ORDERED that the order is affirmed, without costs or disbursements.
In May 2014, the subject child was removed from the home of Michael A. (hereinafter the appellant). In an amended petition, the Administration for Children's Services alleged, inter alia, that the appellant, the romantic partner of the mother of the child, neglected the child. In an order of fact-finding dated February 14, 2017, the Family Court found, among other things, that the appellant neglected the child (hereinafter the February 2017 order).

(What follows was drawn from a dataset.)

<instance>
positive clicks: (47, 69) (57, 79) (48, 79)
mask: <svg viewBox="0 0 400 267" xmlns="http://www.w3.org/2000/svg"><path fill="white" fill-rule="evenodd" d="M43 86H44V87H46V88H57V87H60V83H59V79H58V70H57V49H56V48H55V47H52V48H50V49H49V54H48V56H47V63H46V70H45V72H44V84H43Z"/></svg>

In September 2020, the appellant moved, inter alia, to vacate so much of the February 2017 order as found that he neglected the child. In an order dated September 16, 2021, the Family Court denied the appellant's motion. This appeal ensued.

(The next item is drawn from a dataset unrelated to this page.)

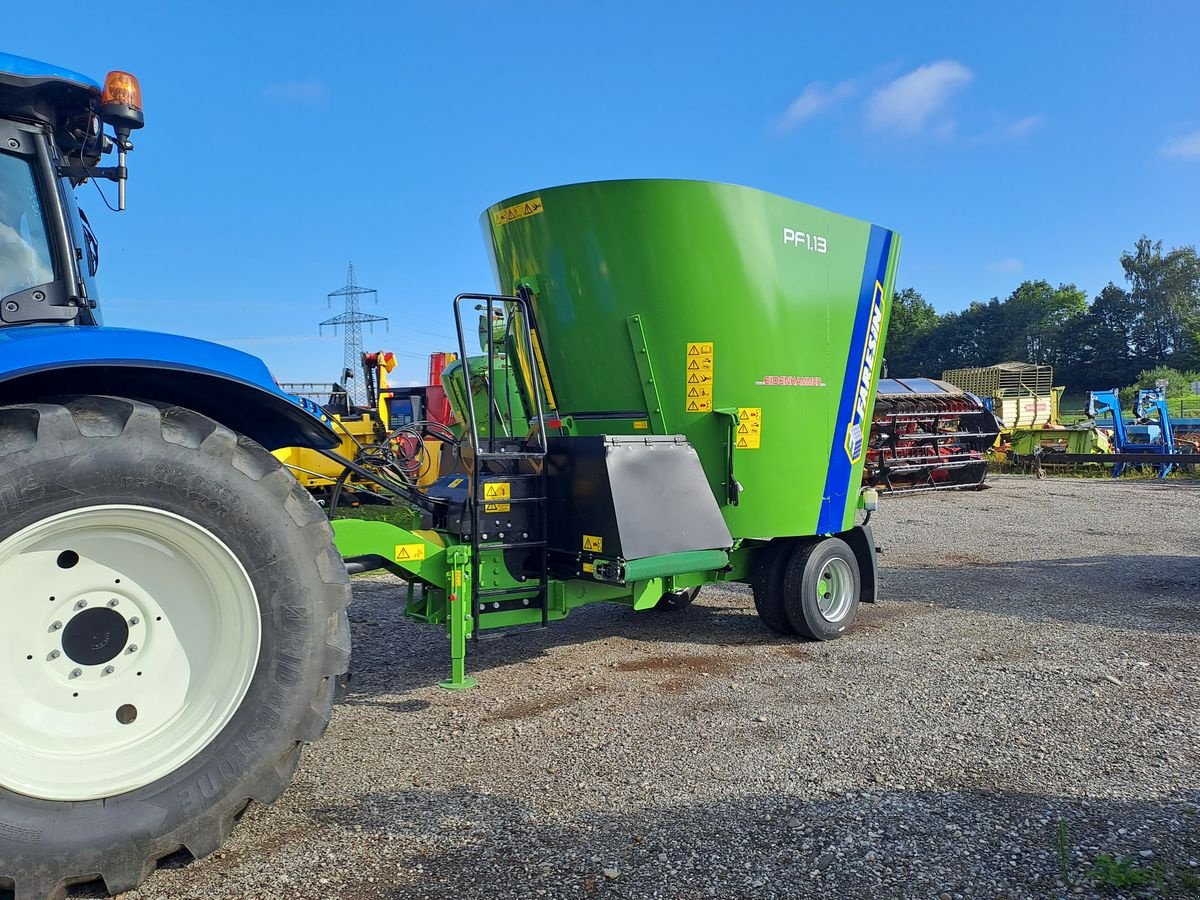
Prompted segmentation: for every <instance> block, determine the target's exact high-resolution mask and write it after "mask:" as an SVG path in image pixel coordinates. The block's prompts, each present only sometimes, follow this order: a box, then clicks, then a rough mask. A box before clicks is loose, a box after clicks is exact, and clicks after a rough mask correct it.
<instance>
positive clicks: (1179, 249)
mask: <svg viewBox="0 0 1200 900" xmlns="http://www.w3.org/2000/svg"><path fill="white" fill-rule="evenodd" d="M1121 266H1122V268H1123V269H1124V272H1126V278H1127V280H1128V282H1129V295H1130V296H1132V298H1133V301H1134V304H1136V306H1138V320H1136V322H1135V323H1134V326H1133V330H1132V338H1133V344H1134V349H1135V353H1136V354H1138V355H1140V356H1142V358H1145V359H1147V360H1153V361H1156V362H1164V364H1165V362H1168V361H1169V360H1171V358H1172V356H1175V355H1177V354H1178V355H1181V356H1183V358H1187V356H1190V355H1193V354H1194V353H1195V350H1196V322H1198V320H1200V257H1198V256H1196V250H1195V247H1174V248H1171V250H1170V251H1168V252H1166V253H1164V252H1163V242H1162V241H1151V240H1150V238H1147V236H1145V235H1142V236H1141V238H1140V239H1139V240H1138V242H1136V244H1135V245H1134V252H1133V253H1129V252H1126V253H1122V254H1121Z"/></svg>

"'Pursuant to Family Court Act § 1061, the Family Court may set aside, modify, or vacate any order issued in the course of a child protective proceeding for good cause shown'" (Matter of Jveya J. [Ebony W.], 194 A.D.3d 937, 938, quoting Matter of Shreesta R. [Biblop R.], 173 A.D.3d 1039, 1040 [alterations and internal quotation marks omitted]; see Matter of Arielle A.D. [Keith D.], 192 A.D.3d 1019, 1020). "'The statute expresses the strong Legislative policy in favor of continuing Family Court jurisdiction over the child and family so that the court can do what is necessary in the furtherance of the child's welfare'" (Matter of Alisah H. [Syed H.], 168 A.D.3d 842, 844, quoting Matter of Jacob P.E. [Gustavo P.S.], 162 A.D.3d 1017, 1018 [internal quotation marks omitted]; see Matter of Nila S. [Priscilla S.], 202 A.D.3d 695, 696). "'As with an initial order, the modified order must reflect a resolution consistent with the best interests of the child[ ] after consideration of all relevant facts and circumstances, and must be supported by a sound and substantial basis in the record'" (Matter of Sophia W. [Tiffany P.], 176 A.D.3d 723, 724, quoting Matter of Jacob P.E. [Gustavo P.S.], 162 A.D.3d at 1018 [internal quotation marks omitted]; see Matter of Jveya J. [Ebony W.], 194 A.D.3d at 938). A hearing pursuant to Family Court Act § 1061 is not required where "'the material facts underlying the motion were not in dispute'" (Matter of Sebastian P. [Lovette H.], 204 A.D.3d 803, 804, quoting Matter of Jaheim G. [Lisa G.], 187 A.D.3d 1015, 1016). "Where the court possesses information sufficient to afford a comprehensive, independent review, a hearing is not required" (Matter of Sutton S. [Abigail E.S.], 152 A.D.3d 608, 609; see Matter of Jamel V.D.C. [Charlene M.], 227 A.D.3d 713, 715).
Here, the record demonstrates that the appellant failed to establish good cause to vacate the finding of neglect against him (see Matter of Alisah H. [Syed H.], 168 A.D.3d at 844; cf. Matter of Nila S. [Priscilla S.], 202 A.D.3d at 697). Moreover, the appellant failed to demonstrate that vacating the finding of neglect would be in the best interests of the child (see Matter of Zyirr J. [Michael A.], 191 A.D.3d 784, 784-785; Matter of Shreesta R. [Biblop R.], 173 A.D.3d at 1040; Matter of Aaliyah B. [Althea R.], 170 A.D.3d 712, 713).
The appellant's remaining contention need not be reached in light of our determination.
Accordingly, the Family Court properly denied the appellant's motion, among other things, to vacate so much of the February 2017 order as found that he neglected the child.
CHAMBERS, J.P., WOOTEN, VENTURA and LOVE, JJ., concur.